To some extent, we have opposite issues when fighting. My husband will exit the conversation or go to bed before the conflict is fully resolved. The next day, he will act as if nothing happened, and he gets upset if I attempt to continue the discussion. On the other hand, I tend to hold on to my irritation longer than I should. Sometimes, I even bring up old fights, which is called being an "archaeologist" in the world of therapy. 

We speak different love languages. My husband takes care of a lot of things around the house. In his mind, he is trying to make my life easier, so these are gifts to me. I am extremely grateful for everything he does, but I also tend to believe that I could pay someone to clean my house or cook meals.

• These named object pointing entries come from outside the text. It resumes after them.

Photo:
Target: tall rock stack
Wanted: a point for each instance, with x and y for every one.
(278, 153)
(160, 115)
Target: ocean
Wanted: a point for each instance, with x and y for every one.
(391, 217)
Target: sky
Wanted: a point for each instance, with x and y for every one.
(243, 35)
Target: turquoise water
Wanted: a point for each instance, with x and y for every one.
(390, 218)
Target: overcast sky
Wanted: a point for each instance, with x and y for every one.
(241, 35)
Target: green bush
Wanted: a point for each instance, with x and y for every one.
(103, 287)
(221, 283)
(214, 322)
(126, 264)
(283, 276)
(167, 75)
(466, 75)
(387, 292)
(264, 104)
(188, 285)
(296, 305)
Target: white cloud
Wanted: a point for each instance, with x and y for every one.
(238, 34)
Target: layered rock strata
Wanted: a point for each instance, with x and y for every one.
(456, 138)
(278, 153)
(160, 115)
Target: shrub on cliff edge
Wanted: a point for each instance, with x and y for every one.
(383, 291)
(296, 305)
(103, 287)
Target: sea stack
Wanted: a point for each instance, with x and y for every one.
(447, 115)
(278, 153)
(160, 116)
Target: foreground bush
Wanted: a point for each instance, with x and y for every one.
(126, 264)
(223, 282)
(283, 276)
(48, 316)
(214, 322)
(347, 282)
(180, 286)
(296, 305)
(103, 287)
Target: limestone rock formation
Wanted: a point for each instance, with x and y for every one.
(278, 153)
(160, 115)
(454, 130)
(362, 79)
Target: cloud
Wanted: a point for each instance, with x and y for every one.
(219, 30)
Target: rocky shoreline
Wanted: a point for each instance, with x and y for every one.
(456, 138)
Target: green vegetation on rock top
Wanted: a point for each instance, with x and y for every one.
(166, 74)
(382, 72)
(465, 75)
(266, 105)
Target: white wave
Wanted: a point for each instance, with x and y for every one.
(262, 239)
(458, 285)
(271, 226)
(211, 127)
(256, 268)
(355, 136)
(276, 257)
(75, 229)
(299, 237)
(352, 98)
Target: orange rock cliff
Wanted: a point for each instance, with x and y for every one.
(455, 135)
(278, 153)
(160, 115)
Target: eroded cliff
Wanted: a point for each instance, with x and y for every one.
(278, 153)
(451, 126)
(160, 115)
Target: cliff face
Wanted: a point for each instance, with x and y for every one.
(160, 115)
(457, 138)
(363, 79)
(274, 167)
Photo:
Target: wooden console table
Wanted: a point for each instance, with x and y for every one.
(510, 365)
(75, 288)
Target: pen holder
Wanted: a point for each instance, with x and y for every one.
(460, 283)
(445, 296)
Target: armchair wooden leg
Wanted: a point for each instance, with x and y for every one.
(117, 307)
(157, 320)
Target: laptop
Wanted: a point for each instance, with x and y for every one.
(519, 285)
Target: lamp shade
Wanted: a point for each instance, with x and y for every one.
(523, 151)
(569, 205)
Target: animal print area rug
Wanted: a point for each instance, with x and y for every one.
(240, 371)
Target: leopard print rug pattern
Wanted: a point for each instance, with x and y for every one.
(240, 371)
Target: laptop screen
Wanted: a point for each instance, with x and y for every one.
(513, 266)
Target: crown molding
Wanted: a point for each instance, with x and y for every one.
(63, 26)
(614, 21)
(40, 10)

In my mind, true love involves providing emotional stability and a depth of friendship that money can't buy.

My husband and I both have traits that could be considered personality defects, ones that make relationships more difficult. My husband is extremely talented at a number of disciplines, and he is a quick learner. If he is interested in a subject and finds that he can progress quickly, he will research, read, and become proficient in a short period of time. On the flip side, if he finds that something doesn't come as easily (such as relationships), he tends to shut down rather than persevere. For my part, I frequently take things very personally, interpreting even constructive suggestions as attacks. Discussions can escalate to conflict rather easily.

How do we make our marriage work with these obstacles in our way? For one thing, recognizing our difficulties is a sign of maturity, an indication that we want to identify our problems. The second, more critical step is taking action to solve the problems. 

When we fight, I need to learn to focus on the issue at hand, not past grievances. My husband needs to check if I feel we have resolved the issue before he moves on from it. We need to make sure we are supporting each other in authentic, life-giving ways. I need to express my appreciation more for all that my husband does for me, and I need to similarly find ways to ease the stressors in his life. My husband needs to communicate with me in ways that make me feel valued and special to him. In trying to become a better spouse, my husband needs to acknowledge that he has to work on it and put in the effort accordingly. I need to accept that I have faults that do not make me a worthless person; instead, I need to work on them so that I may become a better wife, mother, and friend.

Anyone being honest about marriage will admit that it is incredibly hard work; it is not always fun, and at times it can be very painful. If you commit to each other, to improving yourself and to being a support for your spouse, marriage is also very rewarding. There is no feeling like the safe, sheltered embrace of a husband who loves you completely, faults and all.